What does it take to make a decision to stand up? How often are these decisions planned, and how often do they happen in a split second? I wonder what it was like for the tank man at Tiananmen Square. Hard to imagine that that was a deliberate, conscious decision. Most likely, he saw the situation and just walked out. Perhaps there was not even any self talk; it just happened…
There are hundreds of Tamil-Canadian protesters a stone’s throw from my office near the US consulate in downtown Vancouver. Their drums and chants are pretty catchy (and distracting the hell out of the IT consultants hunched frowning over their keyboards). Their flags – the flag of a recognized terrorist organization – are even more attention-grabbing.
It appears the Tamil protesters’ black flags of mourning were a short-lived tactic that could not win the support of their constituents, who continue to show allegiance to the flag of the Tamil Tigers – a group accused of (inventing) suicide bombings, recruiting child soldiers, ethnic cleansing and a bunch of other behavior most of my fellow citizens would consider un-Canadian. Interestingly, large Canadian and American flags are also waving in the crowd.
I spoke in passing with one of the protesters while wandering back to the office with some sushi. “I think you’d get more support for your cause if you put away the flag with the guns on it,” I offered. “It’s the flag of a terrorist organization. You want independence, great! But you know what that flag represents.”
“This is our national flag!” replied the over-eager protester. His friend added that it had been their flag for 1,500 years.

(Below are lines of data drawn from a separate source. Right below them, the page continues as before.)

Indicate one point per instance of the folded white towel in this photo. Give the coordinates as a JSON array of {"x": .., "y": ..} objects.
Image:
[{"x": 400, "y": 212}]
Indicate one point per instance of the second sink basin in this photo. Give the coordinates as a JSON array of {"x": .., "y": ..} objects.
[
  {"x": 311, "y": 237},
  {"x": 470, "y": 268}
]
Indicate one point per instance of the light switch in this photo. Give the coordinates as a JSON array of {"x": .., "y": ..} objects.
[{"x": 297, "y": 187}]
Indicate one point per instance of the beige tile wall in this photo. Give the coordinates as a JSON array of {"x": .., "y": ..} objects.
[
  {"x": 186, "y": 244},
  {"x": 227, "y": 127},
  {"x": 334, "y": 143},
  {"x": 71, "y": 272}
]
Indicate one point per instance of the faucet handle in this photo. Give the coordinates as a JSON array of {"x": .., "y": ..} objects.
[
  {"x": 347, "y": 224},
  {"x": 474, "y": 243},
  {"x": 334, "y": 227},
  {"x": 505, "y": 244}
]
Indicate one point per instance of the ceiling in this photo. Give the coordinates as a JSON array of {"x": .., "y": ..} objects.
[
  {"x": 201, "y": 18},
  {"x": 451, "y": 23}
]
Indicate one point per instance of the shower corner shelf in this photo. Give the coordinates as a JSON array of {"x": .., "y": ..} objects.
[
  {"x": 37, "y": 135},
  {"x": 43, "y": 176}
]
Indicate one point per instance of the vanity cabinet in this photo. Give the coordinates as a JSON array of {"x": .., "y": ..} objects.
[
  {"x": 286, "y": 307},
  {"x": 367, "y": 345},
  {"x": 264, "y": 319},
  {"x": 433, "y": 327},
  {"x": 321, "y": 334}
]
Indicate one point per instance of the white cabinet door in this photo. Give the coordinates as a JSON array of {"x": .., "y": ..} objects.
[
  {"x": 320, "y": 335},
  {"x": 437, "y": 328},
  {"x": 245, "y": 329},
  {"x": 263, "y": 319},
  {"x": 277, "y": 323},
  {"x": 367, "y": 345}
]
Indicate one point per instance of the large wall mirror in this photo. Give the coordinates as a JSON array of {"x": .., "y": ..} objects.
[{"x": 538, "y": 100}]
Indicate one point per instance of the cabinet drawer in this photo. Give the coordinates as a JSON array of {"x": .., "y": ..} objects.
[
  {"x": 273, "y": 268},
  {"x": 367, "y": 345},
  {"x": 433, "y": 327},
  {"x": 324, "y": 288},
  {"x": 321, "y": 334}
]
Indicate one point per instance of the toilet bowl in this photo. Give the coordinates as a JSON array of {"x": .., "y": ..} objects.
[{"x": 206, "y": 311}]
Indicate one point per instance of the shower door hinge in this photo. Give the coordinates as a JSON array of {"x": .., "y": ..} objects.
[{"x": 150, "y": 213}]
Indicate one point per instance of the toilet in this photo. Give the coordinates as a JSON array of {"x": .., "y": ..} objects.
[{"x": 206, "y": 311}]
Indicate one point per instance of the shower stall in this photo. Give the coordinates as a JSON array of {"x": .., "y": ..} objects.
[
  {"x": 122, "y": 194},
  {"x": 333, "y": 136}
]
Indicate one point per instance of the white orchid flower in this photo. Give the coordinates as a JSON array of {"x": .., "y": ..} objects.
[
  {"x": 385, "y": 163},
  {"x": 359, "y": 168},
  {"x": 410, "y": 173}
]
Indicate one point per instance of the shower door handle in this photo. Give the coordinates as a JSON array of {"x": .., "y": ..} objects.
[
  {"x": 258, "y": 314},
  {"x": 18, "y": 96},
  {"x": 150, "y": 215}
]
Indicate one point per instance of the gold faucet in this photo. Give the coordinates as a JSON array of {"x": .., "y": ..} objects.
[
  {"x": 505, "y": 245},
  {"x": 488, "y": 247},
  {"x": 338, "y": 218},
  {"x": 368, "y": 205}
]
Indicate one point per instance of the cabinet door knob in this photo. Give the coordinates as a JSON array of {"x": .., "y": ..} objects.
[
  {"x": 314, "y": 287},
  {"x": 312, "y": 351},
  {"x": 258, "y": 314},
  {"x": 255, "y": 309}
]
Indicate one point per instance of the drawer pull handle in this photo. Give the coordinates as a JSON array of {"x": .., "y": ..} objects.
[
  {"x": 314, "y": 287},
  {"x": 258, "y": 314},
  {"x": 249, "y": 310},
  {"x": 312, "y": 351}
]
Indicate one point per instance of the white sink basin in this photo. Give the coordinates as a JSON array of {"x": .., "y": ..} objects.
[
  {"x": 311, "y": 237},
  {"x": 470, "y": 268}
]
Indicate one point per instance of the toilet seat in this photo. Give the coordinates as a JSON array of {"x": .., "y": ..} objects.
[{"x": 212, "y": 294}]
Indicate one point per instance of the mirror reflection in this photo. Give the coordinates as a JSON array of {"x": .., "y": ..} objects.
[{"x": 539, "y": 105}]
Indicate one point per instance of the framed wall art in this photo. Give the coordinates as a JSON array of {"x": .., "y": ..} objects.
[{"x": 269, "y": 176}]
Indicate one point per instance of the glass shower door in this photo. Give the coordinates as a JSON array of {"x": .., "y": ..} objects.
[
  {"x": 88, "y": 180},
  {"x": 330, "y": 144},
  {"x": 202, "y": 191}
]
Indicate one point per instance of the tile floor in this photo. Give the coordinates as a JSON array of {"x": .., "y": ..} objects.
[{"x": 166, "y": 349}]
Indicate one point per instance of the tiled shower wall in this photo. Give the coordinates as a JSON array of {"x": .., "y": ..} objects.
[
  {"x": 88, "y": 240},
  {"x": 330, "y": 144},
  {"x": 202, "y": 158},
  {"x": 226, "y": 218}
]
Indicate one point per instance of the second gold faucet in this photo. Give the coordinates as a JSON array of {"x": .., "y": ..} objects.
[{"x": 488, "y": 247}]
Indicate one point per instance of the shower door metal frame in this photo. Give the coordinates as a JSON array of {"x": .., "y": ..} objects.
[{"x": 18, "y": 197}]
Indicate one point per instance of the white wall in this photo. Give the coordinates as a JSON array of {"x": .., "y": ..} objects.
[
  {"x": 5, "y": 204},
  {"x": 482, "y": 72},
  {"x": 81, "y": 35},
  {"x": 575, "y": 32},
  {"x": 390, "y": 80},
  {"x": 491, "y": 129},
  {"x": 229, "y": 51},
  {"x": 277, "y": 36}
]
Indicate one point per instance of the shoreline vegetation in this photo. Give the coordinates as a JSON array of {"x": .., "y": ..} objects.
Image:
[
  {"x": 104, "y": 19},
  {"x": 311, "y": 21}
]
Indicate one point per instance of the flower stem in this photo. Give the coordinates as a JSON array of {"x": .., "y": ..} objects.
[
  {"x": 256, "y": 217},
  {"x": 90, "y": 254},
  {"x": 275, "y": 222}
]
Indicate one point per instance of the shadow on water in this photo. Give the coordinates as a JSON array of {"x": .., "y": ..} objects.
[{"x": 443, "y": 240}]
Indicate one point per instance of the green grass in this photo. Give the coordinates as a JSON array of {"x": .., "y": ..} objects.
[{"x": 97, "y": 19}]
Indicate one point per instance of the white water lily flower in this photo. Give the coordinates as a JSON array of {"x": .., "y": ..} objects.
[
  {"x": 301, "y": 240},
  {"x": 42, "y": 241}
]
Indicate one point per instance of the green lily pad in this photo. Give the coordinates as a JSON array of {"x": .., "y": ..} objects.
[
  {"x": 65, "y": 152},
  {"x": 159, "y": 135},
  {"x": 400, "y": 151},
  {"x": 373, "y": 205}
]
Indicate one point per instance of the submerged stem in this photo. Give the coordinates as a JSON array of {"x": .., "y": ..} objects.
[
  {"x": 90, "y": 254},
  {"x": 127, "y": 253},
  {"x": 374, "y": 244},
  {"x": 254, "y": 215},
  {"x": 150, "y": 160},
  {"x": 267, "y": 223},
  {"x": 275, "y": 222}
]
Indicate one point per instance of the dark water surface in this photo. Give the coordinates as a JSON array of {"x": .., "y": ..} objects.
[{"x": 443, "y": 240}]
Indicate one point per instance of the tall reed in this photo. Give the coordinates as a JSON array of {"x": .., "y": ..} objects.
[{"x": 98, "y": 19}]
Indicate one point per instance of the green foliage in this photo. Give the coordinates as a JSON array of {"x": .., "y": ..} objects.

Could I be so perverse as to argue with him that, technically, there is no Tamil state (and the chances of it ever being realized appear to be diminishing rapidly each day, thanks to the efficient gains of the Sri Lankan army) and that the firearms on the flag would not have been around 1,500 years ago?
I walked away.
What was the point? They’ve chosen this flag to represent their national aspirations and will not be convinced otherwise. If they’re blind to the implications of their own symbols, Canadians of all stripes and our elected representatives will continue to remain deaf to their chants for international intervention.
As a response to a fairly consistent theme in the comments at the NP, I would remind readers that I have nothing against Tamils protesting – frankly, given the circumstances, I’d be surprised and disappointed if they didn’t. What I’m criticizing is their choice of symbol, a flag recognized by anyone familiar with this conflict as being synonymous with terrorism. If they truly want the help and sympathy of their fellow Canadians, they ought to at least go back to the black flag they used for all of two minutes. A little pragmatism could go a long way politically.
Tamil protesters on Parliament Hill in Ottawa have made their position on supporting terror quite clear, even if some anyonymous CTV headline writer seems determined to delude their readership.
The quote, from protest spokesperson Senthan Nada, asked whether they support the Tamil Tiger terrorist group now getting a furious spanking from Sri Lankan forces: “Our pictures show innocent children and women who are the victims and I don’t know how people can misinterpret and say that we are only standing for the Tamil freedom fighters.”
Clearly, he doesn’t mean the innocent children and women are “freedom fighters” – the same term propagandists have used for decades when their own people engage in terrorist actions. The only plausible conclusion is that the protesters consider the Tamil Tigers fighting the army to be freedom fighters. See, they’re not just standing with the women and children, they’re ALSO standing for the people reportedly using the local Tamil population of women and children as human shields.
The headline, “Tamil protesters deny support for terrorist group” just doesn’t fly. Thanks, CTV, we have no need for a Ministry of Truth.